Mr. McDuff pioneered two innovative advertising programs for newspapers -- voice personal ads for dating and a service that takes classified ads for various publications after normal business hours.
Born in the Town of Tonawanda, he was a graduate of Clarence Central High School and attended Windham College in Vermont.
He began his business career as a management trainee at W.T. Grant Co., then worked for Metro Community News, becoming vice president for advertising.
While at Metro Community News, he developed voice personal ads, then went on to start a company, Datemaker, which handled voice personals for hundreds of newspapers across the United States and Canada.
He sold Datemaker and retired in the mid-1990s but grew restless and returned to voice personals with a new company, Direct Response Marketing, now Classified Plus, which employs more than 200 people and handles after-hours and overflow classified advertising calls for more than 200 newspapers, including the New York Times.
In the late 1990s, he became partners with former radio station owner Larry Levite in David Laurence Publications, which bought and revitalized Buffalo Spree magazine. It also publishes Forever Young, a monthly magazine for senior citizens, and the alternative weekly Buffalo Beat, later Blue Dog.
As a philanthropist, he was honored as a Buffalo News Citizen of the Year in 1997 after he donated a quarter of a million dollars to found Buffalo Builds, a program that taught disadvantaged young people a craft while saving run-down homes from demolition.

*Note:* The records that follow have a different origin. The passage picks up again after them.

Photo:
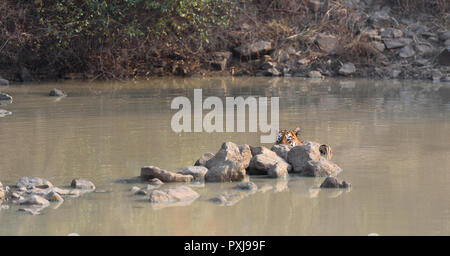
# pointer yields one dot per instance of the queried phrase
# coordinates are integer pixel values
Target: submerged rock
(203, 159)
(173, 195)
(333, 182)
(198, 172)
(82, 184)
(229, 163)
(57, 93)
(34, 182)
(150, 172)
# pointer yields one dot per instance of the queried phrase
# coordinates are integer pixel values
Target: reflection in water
(391, 139)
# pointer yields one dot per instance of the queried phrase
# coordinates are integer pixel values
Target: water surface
(390, 137)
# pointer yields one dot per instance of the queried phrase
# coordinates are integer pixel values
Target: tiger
(289, 137)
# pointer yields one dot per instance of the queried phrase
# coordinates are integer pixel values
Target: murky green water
(391, 138)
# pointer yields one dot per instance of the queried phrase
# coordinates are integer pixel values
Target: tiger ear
(298, 130)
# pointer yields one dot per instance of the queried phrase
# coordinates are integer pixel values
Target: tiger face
(325, 151)
(289, 137)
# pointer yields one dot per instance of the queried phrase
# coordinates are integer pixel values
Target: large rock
(333, 182)
(198, 172)
(262, 163)
(173, 195)
(203, 159)
(82, 184)
(150, 172)
(281, 150)
(444, 57)
(30, 182)
(327, 43)
(254, 49)
(347, 69)
(229, 163)
(299, 156)
(397, 42)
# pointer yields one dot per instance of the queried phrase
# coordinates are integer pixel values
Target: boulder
(203, 159)
(4, 82)
(327, 43)
(57, 93)
(229, 163)
(246, 186)
(198, 172)
(396, 42)
(320, 168)
(333, 182)
(444, 57)
(33, 182)
(407, 52)
(34, 200)
(82, 184)
(298, 156)
(347, 69)
(254, 49)
(281, 150)
(150, 172)
(173, 195)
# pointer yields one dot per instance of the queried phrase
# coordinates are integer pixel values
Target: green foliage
(128, 19)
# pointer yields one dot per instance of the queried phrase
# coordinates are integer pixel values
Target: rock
(299, 156)
(228, 198)
(34, 182)
(397, 42)
(203, 159)
(272, 72)
(314, 74)
(262, 163)
(281, 150)
(407, 52)
(444, 57)
(34, 200)
(198, 172)
(391, 33)
(4, 82)
(173, 195)
(150, 172)
(333, 182)
(228, 164)
(378, 46)
(220, 60)
(445, 36)
(327, 43)
(255, 49)
(82, 184)
(320, 168)
(347, 69)
(4, 113)
(57, 93)
(5, 97)
(246, 186)
(54, 197)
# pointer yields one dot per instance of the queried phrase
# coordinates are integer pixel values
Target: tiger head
(325, 151)
(289, 137)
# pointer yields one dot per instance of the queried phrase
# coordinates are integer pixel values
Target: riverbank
(364, 39)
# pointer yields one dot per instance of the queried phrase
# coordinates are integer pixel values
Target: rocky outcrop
(150, 172)
(82, 184)
(229, 163)
(203, 159)
(57, 93)
(173, 195)
(333, 182)
(198, 172)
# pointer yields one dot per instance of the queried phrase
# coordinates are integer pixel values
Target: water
(391, 138)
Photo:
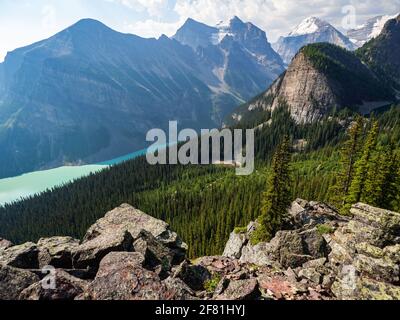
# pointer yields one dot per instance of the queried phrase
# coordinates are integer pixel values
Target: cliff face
(128, 255)
(310, 30)
(321, 77)
(305, 89)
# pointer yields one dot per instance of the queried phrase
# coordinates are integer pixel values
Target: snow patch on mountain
(307, 26)
(369, 30)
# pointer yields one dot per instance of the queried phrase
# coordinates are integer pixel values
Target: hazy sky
(25, 21)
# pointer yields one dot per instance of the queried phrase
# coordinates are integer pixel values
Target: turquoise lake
(15, 188)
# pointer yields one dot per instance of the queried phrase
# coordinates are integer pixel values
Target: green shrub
(325, 229)
(211, 285)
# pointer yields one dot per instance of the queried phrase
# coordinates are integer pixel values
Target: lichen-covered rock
(178, 290)
(57, 251)
(66, 287)
(121, 276)
(90, 253)
(379, 269)
(385, 222)
(262, 254)
(5, 244)
(233, 248)
(24, 256)
(193, 275)
(365, 289)
(311, 274)
(155, 253)
(240, 290)
(13, 281)
(312, 214)
(118, 231)
(295, 248)
(392, 253)
(134, 221)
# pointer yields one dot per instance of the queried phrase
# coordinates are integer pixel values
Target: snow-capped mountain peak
(310, 30)
(369, 30)
(308, 26)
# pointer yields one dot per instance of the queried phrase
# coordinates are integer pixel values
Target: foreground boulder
(24, 256)
(121, 276)
(13, 281)
(354, 257)
(128, 255)
(5, 244)
(66, 287)
(123, 228)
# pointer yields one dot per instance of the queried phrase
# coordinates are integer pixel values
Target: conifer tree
(358, 185)
(277, 198)
(382, 185)
(349, 156)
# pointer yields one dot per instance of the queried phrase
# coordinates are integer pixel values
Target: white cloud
(151, 28)
(49, 17)
(155, 8)
(23, 22)
(278, 17)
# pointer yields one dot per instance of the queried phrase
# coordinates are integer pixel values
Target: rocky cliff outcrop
(322, 77)
(382, 54)
(128, 255)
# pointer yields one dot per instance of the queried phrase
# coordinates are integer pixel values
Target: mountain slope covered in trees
(203, 203)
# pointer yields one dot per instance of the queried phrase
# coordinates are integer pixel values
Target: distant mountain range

He told an interviewer then that he always supported charities.
"But I never felt that I, personally, actually touched a real person's life, and it was something that was always in the back of my mind," he said. "You kept hearing one word over and over, and that word was 'jobs.' I immediately thought that maybe this was where I could play a role."
Surviving are a son, Patrick; a brother, Denis; a sister, Heather McDuff Cassellberry; and his former wife, Maureen.
Services will be at 10:30 a.m. Friday in St. Paul Lutheran Church, 453 Old Falls Blvd., North Tonawanda.